Abstract
The Kyoto Encyclopedia of Genes and Genomes (KEGG) is the primary database resource of the Japanese GenomeNet service (http://www.genome.ad.jp/) for understanding higher order functional meanings and utilities of the cell or the organism from its genome information. KEGG consists of the PATHWAY database for the computerized knowledge on molecular interaction networks such as pathways and complexes, the GENES database for the information about genes and proteins generated by genome sequencing projects, and the LIGAND database for the information about chemical compounds and chemical reactions that are relevant to cellular processes. In addition to these three main databases, limited amounts of experimental data for microarray gene expression profiles and yeast two-hybrid systems are stored in the EXPRESSION and BRITE databases, respectively. Furthermore, a new database, named SSDB, is available for exploring the universe of all protein coding genes in the complete genomes and for identifying functional links and ortholog groups. The data objects in the KEGG databases are all represented as graphs and various computational methods are developed to detect graph features that can be related to biological functions. For example, the correlated clusters are graph similarities which can be used to predict a set of genes coding for a pathway or a complex, as summarized in the ortholog group tables, and the cliques in the SSDB graph are used to annotate genes. The KEGG databases are updated daily and made freely available (http://www.genome.ad.jp/kegg/).
INTRODUCTION
The GenomeNet (http://www.genome.ad.jp/) was established in September 1991 under the Human Genome Program of the then Ministry of Education, Science and Culture of Japan as a network of databases and computational services for genome research and related research areas in molecular and cellular biology (1). The GenomeNet is currently operated by the Bioinformatics Center of Kyoto University focusing more on functional genomics and proteomics but still supporting most of the major molecular biology databases. The primary resource of the GenomeNet is the Kyoto Encyclopedia of Genes and Genomes (KEGG) (2). The KEGG project was initiated in May 1995, aimed at understanding the basic principles, as well as practical utilities, of the relations between genomic information and higher order functional information.

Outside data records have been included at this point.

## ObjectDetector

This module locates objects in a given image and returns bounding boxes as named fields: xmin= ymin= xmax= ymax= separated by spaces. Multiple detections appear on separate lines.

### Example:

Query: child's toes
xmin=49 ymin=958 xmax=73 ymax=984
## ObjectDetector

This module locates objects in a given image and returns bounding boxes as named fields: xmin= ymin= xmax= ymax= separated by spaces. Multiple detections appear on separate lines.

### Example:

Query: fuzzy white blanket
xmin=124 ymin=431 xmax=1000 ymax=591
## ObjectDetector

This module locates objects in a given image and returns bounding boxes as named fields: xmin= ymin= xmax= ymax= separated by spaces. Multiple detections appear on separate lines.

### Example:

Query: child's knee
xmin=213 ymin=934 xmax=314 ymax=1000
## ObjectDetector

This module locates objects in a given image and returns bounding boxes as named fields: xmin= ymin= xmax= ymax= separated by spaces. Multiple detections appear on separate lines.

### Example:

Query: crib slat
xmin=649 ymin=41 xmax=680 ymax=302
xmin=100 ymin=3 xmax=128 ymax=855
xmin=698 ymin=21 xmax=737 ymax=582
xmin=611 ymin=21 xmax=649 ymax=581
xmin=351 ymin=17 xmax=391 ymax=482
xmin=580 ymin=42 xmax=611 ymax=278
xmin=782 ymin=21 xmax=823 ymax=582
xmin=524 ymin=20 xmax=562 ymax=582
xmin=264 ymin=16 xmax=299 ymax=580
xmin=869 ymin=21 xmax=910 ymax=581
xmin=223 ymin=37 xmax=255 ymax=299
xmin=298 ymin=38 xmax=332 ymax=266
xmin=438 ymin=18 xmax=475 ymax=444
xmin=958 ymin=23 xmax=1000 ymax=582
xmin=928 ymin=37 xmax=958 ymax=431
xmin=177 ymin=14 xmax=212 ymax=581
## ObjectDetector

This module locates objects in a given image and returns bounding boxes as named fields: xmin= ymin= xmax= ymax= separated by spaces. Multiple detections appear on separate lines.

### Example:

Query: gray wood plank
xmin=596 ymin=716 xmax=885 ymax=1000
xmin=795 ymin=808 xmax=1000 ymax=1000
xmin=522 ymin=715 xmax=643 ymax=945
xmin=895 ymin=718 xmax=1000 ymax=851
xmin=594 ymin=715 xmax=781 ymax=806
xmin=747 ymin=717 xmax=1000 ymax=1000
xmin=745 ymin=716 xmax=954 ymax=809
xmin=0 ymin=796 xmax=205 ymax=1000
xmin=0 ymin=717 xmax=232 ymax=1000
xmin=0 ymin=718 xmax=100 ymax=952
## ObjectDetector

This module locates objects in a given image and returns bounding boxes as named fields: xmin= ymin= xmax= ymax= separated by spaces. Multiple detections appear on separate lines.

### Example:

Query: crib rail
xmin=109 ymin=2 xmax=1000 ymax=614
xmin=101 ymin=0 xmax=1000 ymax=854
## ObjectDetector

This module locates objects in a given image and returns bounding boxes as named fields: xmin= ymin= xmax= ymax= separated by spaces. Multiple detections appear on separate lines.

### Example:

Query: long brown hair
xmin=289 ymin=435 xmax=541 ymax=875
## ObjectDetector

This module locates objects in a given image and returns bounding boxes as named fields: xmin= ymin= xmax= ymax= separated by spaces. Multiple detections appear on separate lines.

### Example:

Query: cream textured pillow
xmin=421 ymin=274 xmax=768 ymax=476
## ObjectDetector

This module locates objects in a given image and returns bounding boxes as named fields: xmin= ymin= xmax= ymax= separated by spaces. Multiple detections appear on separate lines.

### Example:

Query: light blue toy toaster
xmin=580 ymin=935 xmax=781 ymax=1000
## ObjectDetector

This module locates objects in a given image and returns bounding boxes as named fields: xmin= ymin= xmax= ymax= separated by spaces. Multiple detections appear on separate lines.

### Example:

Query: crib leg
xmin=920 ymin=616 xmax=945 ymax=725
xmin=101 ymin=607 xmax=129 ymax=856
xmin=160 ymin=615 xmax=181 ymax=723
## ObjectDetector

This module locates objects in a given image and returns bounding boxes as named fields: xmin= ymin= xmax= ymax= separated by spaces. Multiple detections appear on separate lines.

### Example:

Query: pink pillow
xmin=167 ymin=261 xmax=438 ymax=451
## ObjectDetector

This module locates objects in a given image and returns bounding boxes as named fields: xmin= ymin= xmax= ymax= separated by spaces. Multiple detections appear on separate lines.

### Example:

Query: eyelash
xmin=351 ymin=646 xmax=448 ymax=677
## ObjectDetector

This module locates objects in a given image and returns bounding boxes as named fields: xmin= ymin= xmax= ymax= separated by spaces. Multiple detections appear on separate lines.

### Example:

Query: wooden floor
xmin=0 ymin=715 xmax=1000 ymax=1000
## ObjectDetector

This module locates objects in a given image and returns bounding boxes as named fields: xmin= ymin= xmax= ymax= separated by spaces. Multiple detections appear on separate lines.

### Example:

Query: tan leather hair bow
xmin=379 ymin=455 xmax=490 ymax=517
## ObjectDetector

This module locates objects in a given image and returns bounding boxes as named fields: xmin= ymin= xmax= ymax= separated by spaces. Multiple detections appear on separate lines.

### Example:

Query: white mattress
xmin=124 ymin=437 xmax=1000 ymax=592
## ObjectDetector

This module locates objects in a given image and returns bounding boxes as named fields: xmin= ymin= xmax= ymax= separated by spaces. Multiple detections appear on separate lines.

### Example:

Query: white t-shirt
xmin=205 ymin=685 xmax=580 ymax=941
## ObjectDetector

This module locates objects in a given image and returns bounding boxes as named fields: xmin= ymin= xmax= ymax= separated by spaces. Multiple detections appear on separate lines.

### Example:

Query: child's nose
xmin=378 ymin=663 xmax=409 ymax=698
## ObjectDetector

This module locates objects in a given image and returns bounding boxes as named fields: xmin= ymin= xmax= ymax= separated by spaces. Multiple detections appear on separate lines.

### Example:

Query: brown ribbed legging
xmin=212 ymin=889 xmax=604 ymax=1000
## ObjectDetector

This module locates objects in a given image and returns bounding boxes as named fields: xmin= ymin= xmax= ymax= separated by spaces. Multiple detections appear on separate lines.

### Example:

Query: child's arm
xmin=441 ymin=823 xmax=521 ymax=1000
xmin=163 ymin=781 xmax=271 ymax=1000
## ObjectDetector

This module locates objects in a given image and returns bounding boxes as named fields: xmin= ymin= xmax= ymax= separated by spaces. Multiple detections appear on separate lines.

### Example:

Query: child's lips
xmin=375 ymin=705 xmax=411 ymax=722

While new high-throughput experimental technologies, such as DNA chips, are continuously developed and elaborated to decipher the genome, it is also extremely important to fully make use of the data and knowledge accumulated by traditional experiments in all areas of biomedical sciences. KEGG computerizes such data and knowledge not as text information to be read by humans but as graph information to be manipulated by machines. The KEGG/PATHWAY database contains reference diagrams for molecular pathways and complexes involving various cellular processes, which can readily be integrated with genomic information. A key to this integration is graph representation (3). Mathematically, a graph is a set of nodes and a set of edges. In KEGG the genome is a graph of genes that are one-dimensionally connected and the pathway is a graph of gene products (mostly proteins but including RNAs and complexes) with more complicated patterns of connections. By matching genes in the genome and gene products in the pathway, KEGG can be utilized to predict protein interaction networks and associated cellular functions.
From the perspective of graph representation, the chemical object of protein three-dimensional structure is a graph consisting of atoms (nodes) and atomic interactions (edges). The molecular biological object of protein sequence is a graph of one-dimensionally connected amino acids (nodes). The KEGG data object is a graph consisting of genes or proteins as its nodes and various types of relations or interactions as its edges, as summarized in Table 1. Thus, KEGG is a complementary resource to the existing databases on sequences and three-dimensional structures, focusing on higher level information about interactions and relations of genes or proteins.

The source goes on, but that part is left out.